Paramagnetic NMR Signals at Shifts over 10,000 ppm

Paramagnetic NMR Signals at Shifts over 10,000 ppm

Author: Angewandte Chemie International Edition

Many of the earth-abundant 3d metal complexes used in homogeneous catalysis have open-shell ground states with unpaired electrons. This can make their characterization in solution challenging. While nuclear magnetic resonance (NMR) spectroscopy of paramagnetic molecules is an established method, the interaction of the nuclei with the unpaired electrons heavily impacts the corresponding spectra, resulting in large chemical shifts and rapid nuclear relaxation. Such rapid relaxation rates, which depend strongly on the distance of the nucleus of interest from the paramagnetic center, can lead to extensive signal broadening, often beyond observability.

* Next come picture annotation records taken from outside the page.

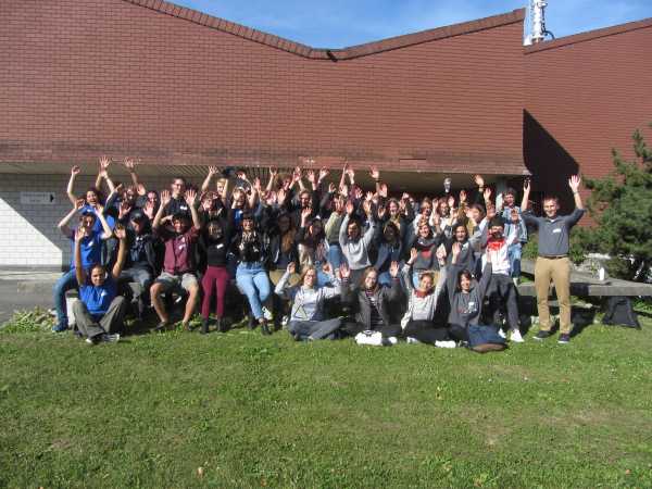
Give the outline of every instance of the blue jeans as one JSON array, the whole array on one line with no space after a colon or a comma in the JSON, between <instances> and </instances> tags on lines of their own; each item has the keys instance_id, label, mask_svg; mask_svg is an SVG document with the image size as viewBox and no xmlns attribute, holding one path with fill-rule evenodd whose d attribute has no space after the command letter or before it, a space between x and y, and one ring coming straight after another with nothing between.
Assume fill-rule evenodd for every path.
<instances>
[{"instance_id":1,"label":"blue jeans","mask_svg":"<svg viewBox=\"0 0 652 489\"><path fill-rule=\"evenodd\" d=\"M67 313L65 310L65 292L77 288L77 277L75 268L71 268L63 274L53 289L54 308L57 309L57 326L67 328Z\"/></svg>"},{"instance_id":2,"label":"blue jeans","mask_svg":"<svg viewBox=\"0 0 652 489\"><path fill-rule=\"evenodd\" d=\"M510 244L510 248L507 248L507 260L510 261L510 275L512 278L521 277L521 250L522 246L519 242Z\"/></svg>"},{"instance_id":3,"label":"blue jeans","mask_svg":"<svg viewBox=\"0 0 652 489\"><path fill-rule=\"evenodd\" d=\"M251 312L256 319L263 317L263 303L269 297L269 277L260 263L240 263L236 271L236 284L247 296Z\"/></svg>"},{"instance_id":4,"label":"blue jeans","mask_svg":"<svg viewBox=\"0 0 652 489\"><path fill-rule=\"evenodd\" d=\"M347 263L347 259L342 254L342 250L338 243L328 246L328 263L330 263L334 273L342 263Z\"/></svg>"}]
</instances>

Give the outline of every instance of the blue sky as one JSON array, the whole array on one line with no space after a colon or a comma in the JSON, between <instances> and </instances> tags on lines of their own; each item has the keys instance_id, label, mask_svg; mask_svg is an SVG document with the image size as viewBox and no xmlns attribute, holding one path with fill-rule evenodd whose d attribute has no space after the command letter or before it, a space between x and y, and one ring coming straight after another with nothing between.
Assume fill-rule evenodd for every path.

Markus Enders, Lutz H. Gade, University of Heidelberg, Germany, and colleagues have detected a 31P NMR signal of a phosphorus atom directly coordinated to a metal atom in a square-planar iron complex with a paramagnetic ground state. The complex is [tBu(PNP)Fe–H], (pictured, PNP = a carbazole-based pincer ligand). The 31P nuclei were found to resonate at a record chemical shift beyond –10,000 ppm (percent range of the spectrometer frequency).

A detailed analysis of the molecular magnetism of the iron pincer complex using a combination of various spectroscopic techniques and quantum chemical calculations revealed a large zero-field splitting (a splitting of degenerate states in the absence of a magnetic field) with pronounced rhombic anisotropy. The latter partially suppresses nuclear paramagnetic relaxation enhancement (PRE) in the magnetic fields used in NMR spectroscopy, which makes it possible to observe NMR signals of directly
metal-bonded atoms. This study sheds new light on what was previously thought to be a “blind spot” of NMR spectroscopy, i.e., the observation of nuclei directly bonded to a paramagnetic center.